3.2 GESTÃO DO CUIDADO E O PRINCÍPIO DA INTEGRALIDADE

O cuidar perpassa pela junção de expressões que envolvem o direito do usuário ao acesso de bens e serviços, a responsabilização pelo outro, o uso de tecnologias efetivas e adequadas a cada situação, e um trabalho de equipe articulado e solidário (GRABOIS, 2011). Dessa forma, o cuidado deve ser vivido e experimentado como um conjunto de pequenos cuidados que vão se completando, numa complexa trama de atos, procedimentos, fluxos, rotinas e saberes (CECÍLIO; MERHY, 2002).

Todo processo de cuidar deve estar centrado na integralidade, um direito garantido na Constituição Federal em seu Artigo 198, inciso II que traz no seu bojo o atendimento integral, com prioridade para as atividades preventivas, sem prejuízo dos serviços assistenciais (BRASIL, 1988). Este atendimento integral só é possível de ser ofertado mediante a organização do cuidado em rede. Para Mattos (2009) o cuidado integral se dá pela compreensão do conjunto de necessidades de ações e serviços que um paciente apresenta (MATTOS, 2009). Santos e Giovanella (2016) afirmam que este cuidado será garantido à população mediante a descentralização politico administrativa e a organização regionalizada e hierarquizada dos serviços de saúde.

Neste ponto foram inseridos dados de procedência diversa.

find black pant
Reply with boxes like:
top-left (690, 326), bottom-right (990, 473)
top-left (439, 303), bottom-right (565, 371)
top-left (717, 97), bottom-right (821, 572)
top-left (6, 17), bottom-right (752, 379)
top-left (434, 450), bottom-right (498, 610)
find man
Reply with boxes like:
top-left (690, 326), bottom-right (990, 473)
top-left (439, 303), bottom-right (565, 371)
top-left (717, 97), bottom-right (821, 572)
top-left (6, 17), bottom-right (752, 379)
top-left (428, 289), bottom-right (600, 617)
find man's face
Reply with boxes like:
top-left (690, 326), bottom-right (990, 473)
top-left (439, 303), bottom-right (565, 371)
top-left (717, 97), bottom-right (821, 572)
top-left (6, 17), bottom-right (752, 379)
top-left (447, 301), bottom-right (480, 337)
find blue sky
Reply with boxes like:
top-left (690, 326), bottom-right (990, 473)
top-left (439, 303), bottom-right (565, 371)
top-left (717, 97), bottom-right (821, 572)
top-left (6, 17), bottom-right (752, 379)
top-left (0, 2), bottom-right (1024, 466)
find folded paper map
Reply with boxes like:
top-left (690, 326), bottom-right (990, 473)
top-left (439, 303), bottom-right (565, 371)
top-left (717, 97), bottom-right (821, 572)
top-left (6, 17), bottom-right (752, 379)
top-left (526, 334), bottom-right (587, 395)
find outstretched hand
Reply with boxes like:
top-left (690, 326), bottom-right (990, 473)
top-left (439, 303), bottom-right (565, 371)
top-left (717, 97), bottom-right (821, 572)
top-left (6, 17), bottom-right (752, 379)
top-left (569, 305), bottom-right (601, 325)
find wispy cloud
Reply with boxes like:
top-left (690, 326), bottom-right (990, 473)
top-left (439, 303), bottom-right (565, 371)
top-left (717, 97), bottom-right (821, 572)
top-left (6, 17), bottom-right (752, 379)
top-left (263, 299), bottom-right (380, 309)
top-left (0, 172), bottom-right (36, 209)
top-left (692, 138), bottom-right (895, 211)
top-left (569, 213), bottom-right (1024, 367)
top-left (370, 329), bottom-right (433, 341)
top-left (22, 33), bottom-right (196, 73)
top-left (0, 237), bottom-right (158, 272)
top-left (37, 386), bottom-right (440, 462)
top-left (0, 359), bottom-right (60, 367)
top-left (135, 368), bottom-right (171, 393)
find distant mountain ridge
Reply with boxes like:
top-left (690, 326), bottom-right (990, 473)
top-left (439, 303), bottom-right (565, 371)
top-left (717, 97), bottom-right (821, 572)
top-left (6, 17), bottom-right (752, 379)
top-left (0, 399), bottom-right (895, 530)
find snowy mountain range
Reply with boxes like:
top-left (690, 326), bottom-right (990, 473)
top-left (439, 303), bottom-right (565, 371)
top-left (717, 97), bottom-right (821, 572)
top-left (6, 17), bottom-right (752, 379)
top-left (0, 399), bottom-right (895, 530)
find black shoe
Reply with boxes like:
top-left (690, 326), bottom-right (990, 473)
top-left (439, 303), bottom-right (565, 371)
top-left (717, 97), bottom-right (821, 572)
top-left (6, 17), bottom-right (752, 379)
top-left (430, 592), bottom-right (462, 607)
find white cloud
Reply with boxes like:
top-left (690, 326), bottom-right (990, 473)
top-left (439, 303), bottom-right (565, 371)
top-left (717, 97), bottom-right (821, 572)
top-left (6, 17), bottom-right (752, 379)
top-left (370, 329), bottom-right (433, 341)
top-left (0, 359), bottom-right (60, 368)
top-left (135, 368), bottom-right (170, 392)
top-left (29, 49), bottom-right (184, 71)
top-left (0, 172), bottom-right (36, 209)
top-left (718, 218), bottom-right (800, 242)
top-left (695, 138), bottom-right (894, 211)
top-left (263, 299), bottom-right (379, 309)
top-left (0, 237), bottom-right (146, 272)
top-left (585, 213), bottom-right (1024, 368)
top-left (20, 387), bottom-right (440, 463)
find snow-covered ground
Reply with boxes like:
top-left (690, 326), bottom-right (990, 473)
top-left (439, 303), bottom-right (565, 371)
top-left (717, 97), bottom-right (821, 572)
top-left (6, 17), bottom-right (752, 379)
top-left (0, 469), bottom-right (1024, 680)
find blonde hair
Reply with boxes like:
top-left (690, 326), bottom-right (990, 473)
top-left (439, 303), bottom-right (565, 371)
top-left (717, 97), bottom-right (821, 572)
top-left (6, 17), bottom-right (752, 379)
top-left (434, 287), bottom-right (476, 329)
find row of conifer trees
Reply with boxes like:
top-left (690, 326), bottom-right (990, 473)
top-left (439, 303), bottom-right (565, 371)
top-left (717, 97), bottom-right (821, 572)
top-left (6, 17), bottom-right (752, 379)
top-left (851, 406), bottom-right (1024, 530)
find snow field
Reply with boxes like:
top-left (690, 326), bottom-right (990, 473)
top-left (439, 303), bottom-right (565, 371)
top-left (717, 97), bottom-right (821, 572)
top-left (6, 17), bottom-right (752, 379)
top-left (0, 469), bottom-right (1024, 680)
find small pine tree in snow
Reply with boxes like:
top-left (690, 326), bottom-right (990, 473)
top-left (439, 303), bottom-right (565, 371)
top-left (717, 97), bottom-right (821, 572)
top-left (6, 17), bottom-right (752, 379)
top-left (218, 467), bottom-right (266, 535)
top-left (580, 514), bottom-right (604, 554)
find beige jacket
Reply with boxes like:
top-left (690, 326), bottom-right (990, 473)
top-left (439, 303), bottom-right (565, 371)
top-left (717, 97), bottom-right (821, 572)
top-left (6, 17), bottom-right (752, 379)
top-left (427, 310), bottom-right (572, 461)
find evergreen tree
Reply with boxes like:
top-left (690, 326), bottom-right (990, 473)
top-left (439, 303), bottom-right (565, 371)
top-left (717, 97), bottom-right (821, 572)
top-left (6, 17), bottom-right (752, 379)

O cuidar integral tem como porta preferencial os serviços da APS, reconhecida como componente-chave dos sistemas de saúde pelas evidências do impacto de suas ações na saúde e no desenvolvimento da população. Este impacto se reflete na melhoria dos indicadores, maior eficiência no cuidar e no fluxo de usuários dentro do sistema, tratamento mais efetivo das condições crônicas, maior

ênfase nas práticas preventivas, usuários mais satisfeitos e diminuição das iniquidades (OLIVEIRA; PEREIRA, 2013).

Estes resultados foram visibilizados a partir da avaliação dos atributos da APS classificados por Starfield (2002) como: acessibilidade, integralidade, coordenação, continuidade e responsabilidade. E, destes, a integralidade foi definida e entendida como a capacidade da equipe de atenção primária em lidar com os problemas emergentes na população à qual serve. E a autora, ainda destaca que a integralidade pode ser comprometida com os sistemas de saúde voltados para o mercado, quando a oferta de serviços está focada na economia de recursos financeiros a curto prazo.

A integralidade, um dos pilares na construção do SUS, prima pela articulação das ações de promoção, proteção e prevenção com abordagem integral do indivíduo e das famílias, como um movimento crítico e de recusa a um sistema de saúde que privelegie a especialização e a medicalização. Para Carvalho (2013) ela é entendida sob duas perspectivas: a vertical, na qual o ser humano é visto como um todo, para além de órgãos e aparelhos, e a horizontal que vislumbra uma ação que abrande os enfoques da promoção, proteção e recuperação, ou seja, “ver como um todo e agir neste todo”. Além disso, pressupõe a existência de uma rede de serviços, em distintos níveis de complexidade e de competências, em que há integração entre suas ações capaz de satisfazer o conjunto de cuidados demandados por um indivíduo (OLIVEIRA; PEREIRA, 2013).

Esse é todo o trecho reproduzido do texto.